I am always careful with what I say to strangers’ kids, because the last thing I want is to give some random nutjob a reason to go off on me. This time, I decided to let it go with a simple “Ooh, sweetie. Don’t stand on that. You don’t want it to fall under you.” She got down, and no one confronted me. Two crises averted.
While I was grabbing napkins, the little girl ran past me and went running through the aisles of Target. That was the first time it occurred to me – Where is her mother?. My internal question was soon answered when the little girl darted into the Starbucks inside the store. However, this revelation did nothing to soothe me.
There are no parts of the cafe visible from the Starbucks and vice versa. In the same amount of time it took me to warn the little girl about standing on the chips display case, she could have been snatched. If I hadn’t said anything, there was a possibility this little girl could have fallen and gotten injured. The little girl could have even decided that, instead of buying chips, she wanted to exit the store completely and cross the parking lot (The exit is also not visible from the internal Starbucks). All of these things – bad things – could and have happened, all without the mom knowing until it is too late.
Maybe I’m just paranoid. I have read too many stories about children being abducted from toy aisles while their parents shopped elsewhere in the same store. I’ve heard too many stories of children being snatched or running away into peril when their parents looked away for just a minute. I have watched too many episodes of Law & Order: Special Victims Unit.

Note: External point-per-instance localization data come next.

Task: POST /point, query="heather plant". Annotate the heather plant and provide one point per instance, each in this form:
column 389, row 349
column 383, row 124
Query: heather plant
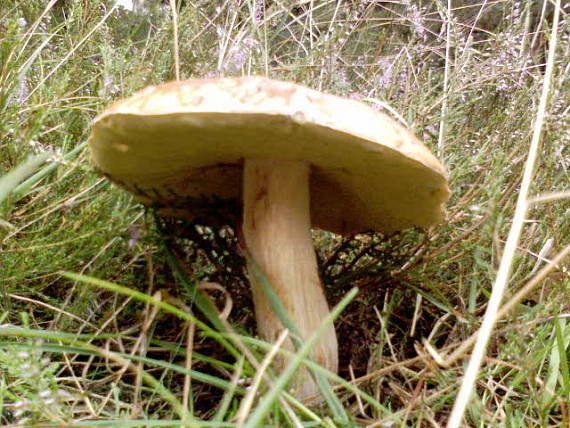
column 115, row 332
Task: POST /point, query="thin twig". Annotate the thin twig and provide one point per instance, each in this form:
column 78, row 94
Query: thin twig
column 510, row 247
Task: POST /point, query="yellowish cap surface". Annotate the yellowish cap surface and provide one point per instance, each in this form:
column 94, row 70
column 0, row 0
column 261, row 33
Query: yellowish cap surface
column 181, row 146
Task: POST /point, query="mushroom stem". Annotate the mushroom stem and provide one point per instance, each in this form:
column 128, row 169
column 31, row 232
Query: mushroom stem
column 277, row 233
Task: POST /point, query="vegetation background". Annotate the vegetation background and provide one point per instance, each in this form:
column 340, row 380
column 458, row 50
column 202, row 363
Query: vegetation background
column 468, row 78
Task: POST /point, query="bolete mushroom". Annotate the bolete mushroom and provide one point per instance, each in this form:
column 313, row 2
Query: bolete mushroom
column 291, row 157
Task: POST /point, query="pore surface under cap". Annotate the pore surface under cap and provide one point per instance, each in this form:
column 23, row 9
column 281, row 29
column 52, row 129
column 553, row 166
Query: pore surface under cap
column 182, row 144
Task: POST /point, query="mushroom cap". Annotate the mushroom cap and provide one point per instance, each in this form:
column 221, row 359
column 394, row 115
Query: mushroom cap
column 181, row 147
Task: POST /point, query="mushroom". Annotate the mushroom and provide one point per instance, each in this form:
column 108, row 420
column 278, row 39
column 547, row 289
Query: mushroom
column 291, row 157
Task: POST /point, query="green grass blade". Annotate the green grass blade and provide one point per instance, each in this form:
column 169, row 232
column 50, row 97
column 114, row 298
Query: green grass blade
column 267, row 401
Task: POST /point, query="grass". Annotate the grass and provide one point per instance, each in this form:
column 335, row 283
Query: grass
column 127, row 338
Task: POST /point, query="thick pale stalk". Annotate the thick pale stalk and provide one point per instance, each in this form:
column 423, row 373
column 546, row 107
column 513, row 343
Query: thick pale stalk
column 277, row 233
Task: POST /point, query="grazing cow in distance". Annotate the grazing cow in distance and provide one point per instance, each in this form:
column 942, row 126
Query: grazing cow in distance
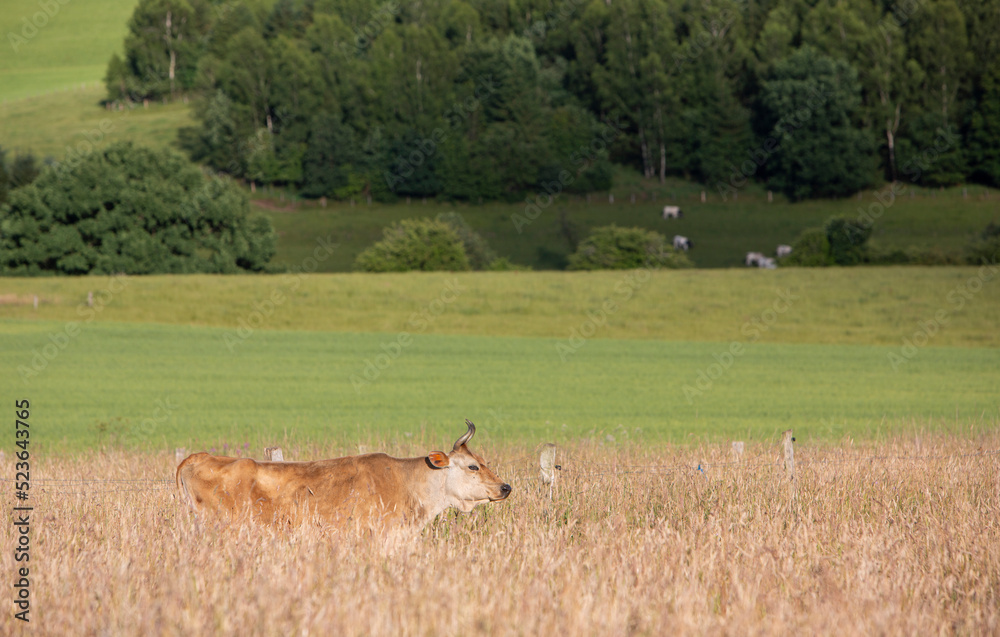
column 375, row 491
column 672, row 212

Thirty years ago, one of my cousin’s 15-year old best friend was abducted, raped and murdered on her way walking to meet her little sister and me at our pre-K and walk us home [in another dangerous situation, after waiting an hour without someone meeting us, the sister and I – both four at the time – walked home two miles by ourselves]. So, yes, I may be a little over-paranoid about letting my five year old stroll the aisles of a large store by herself. And I’m okay with that.
I’m not saying parents should watch their children with the almost obsessive-compulsive hawkishness that I can exhibit from time to time. But I do think that parents should keep their guards up even when in their own neighborhood. I’m sure the mom thought her child would be fine going to get chips on her own, because she was in a store in our neighborhood, and our neighborhood is safe. And, yes, this little girl was fine, so it was not an unreasonable assumption to make. However, our neighborhood is not a utopia. Many kids are abducted from or severely – even fatally – injured in their own front yards. I think kids should be able to play and have fun. However, I know that for myself, I don’t ever want to be in a position where if, goodness forbid, something happens to my child, I am forever plagued with the thought of “If only I had kept an eye on her.”
So, for me, I’m going to continue to let my child be a child — but within my eyesight and earshot. How about the rest of you? Am I being paranoid, or has the state of the world the last few years caused you to be overly cautious also?